Se o nosso corpo é composto de átomos organizados em porções anatômicas, o luto não é pontual e regular, é irregular e processual
Por Clovis Rosa Nery
Se houvessem palavras que pudessem descrever literalmente o luto eu as usaria, mas
não há. Eu penso que não! Em tese, somente saberia explicar claramente o que ele é
quem o vivenciou; porém, a dor emocional é tão profunda que a pessoa não teria
condições de fazê-lo com isenção.
Carregaremos para o resto da vida as cicatrizes do luto. A morte de alguém que amamos
arranca um pedaço de nós. Embora a dor seja distinta, a amputação é universal. Mesmo
depois de a ferida fechar o vazio melancólico não cessa. São marcas profundas,
fotogramas de um passado que vai além de seu horizonte.
Nessa situação sombria, para as indagações não há respostas. Palavras intensificam o
sofrimento. Relativamente confortador é o som do silêncio. É indispensável, mas é
difícil, resignar-se ao “Senhor, seja feita a Tua vontade” quando a angústia é maior que
o coração.
Experimentando o luto jamais seremos os mesmos. Esse “vulcão” gera um suspense no
ser, dilacera a alma, tornando a mente turbulenta. Andando nas nuvens, as lágrimas
contidas se avolumam, e os dias ficam cinzentos. Navegando em seus mistérios,
desejamos proximidades, mas a silenciosa.
Há perigos no ato de viver.
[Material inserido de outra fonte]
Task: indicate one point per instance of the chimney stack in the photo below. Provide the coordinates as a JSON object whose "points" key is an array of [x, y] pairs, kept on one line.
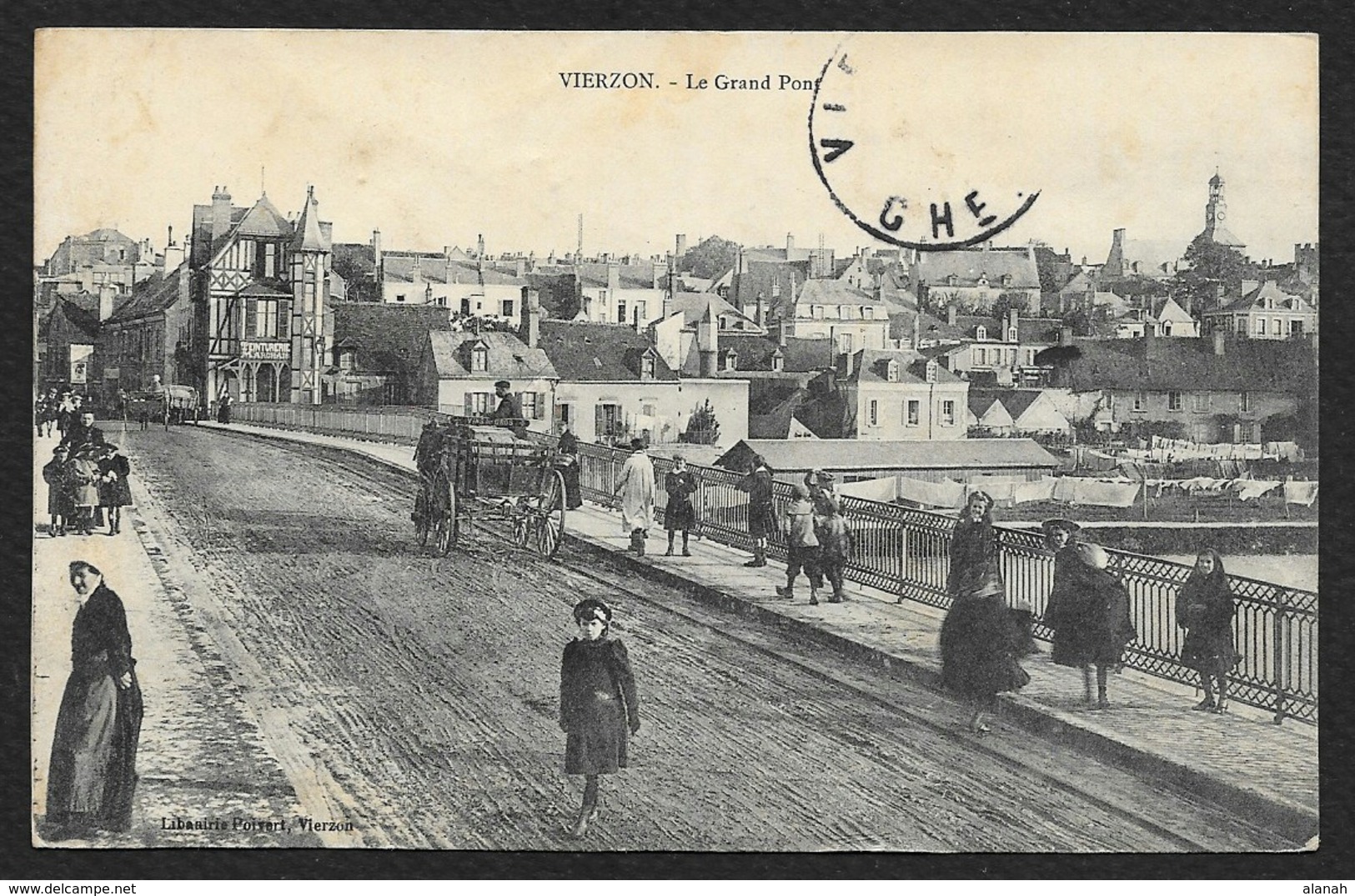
{"points": [[530, 317], [220, 213], [108, 293], [708, 343]]}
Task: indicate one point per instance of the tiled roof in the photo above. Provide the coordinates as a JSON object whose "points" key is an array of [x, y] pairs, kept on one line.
{"points": [[152, 295], [835, 293], [1257, 299], [388, 338], [1157, 363], [866, 453], [694, 305], [600, 353], [1029, 329], [968, 266], [871, 366], [1016, 401], [507, 356], [630, 277], [774, 280], [79, 317]]}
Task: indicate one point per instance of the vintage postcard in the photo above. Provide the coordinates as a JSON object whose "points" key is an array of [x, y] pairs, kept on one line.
{"points": [[675, 442]]}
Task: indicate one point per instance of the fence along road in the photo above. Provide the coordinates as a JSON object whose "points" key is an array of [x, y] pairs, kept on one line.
{"points": [[906, 553]]}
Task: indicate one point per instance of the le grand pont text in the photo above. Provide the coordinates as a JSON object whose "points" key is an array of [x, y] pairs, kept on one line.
{"points": [[689, 82]]}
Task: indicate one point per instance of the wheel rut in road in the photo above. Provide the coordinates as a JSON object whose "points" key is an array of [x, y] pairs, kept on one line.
{"points": [[427, 689]]}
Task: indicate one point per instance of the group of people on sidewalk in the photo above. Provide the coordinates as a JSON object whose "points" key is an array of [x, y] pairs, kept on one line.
{"points": [[88, 482], [982, 637]]}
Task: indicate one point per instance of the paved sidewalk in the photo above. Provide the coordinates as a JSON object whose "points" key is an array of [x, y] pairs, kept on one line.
{"points": [[1239, 759], [201, 757]]}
Especificamente no luto há uma dor paralisante, uma agonia
almática que não passa, mas se modifica com o tempo. O Mestre já havia dito: “No
mundo tereis aflições”. E ter “bom ânimo”, como Ele recomendou, não é tão fácil. É
preciso resiliência, é preciso fé, e muita.
Meu pai se foi há 20 anos. Essa sensibilidade continua viva e ativa aqui dentro do peito.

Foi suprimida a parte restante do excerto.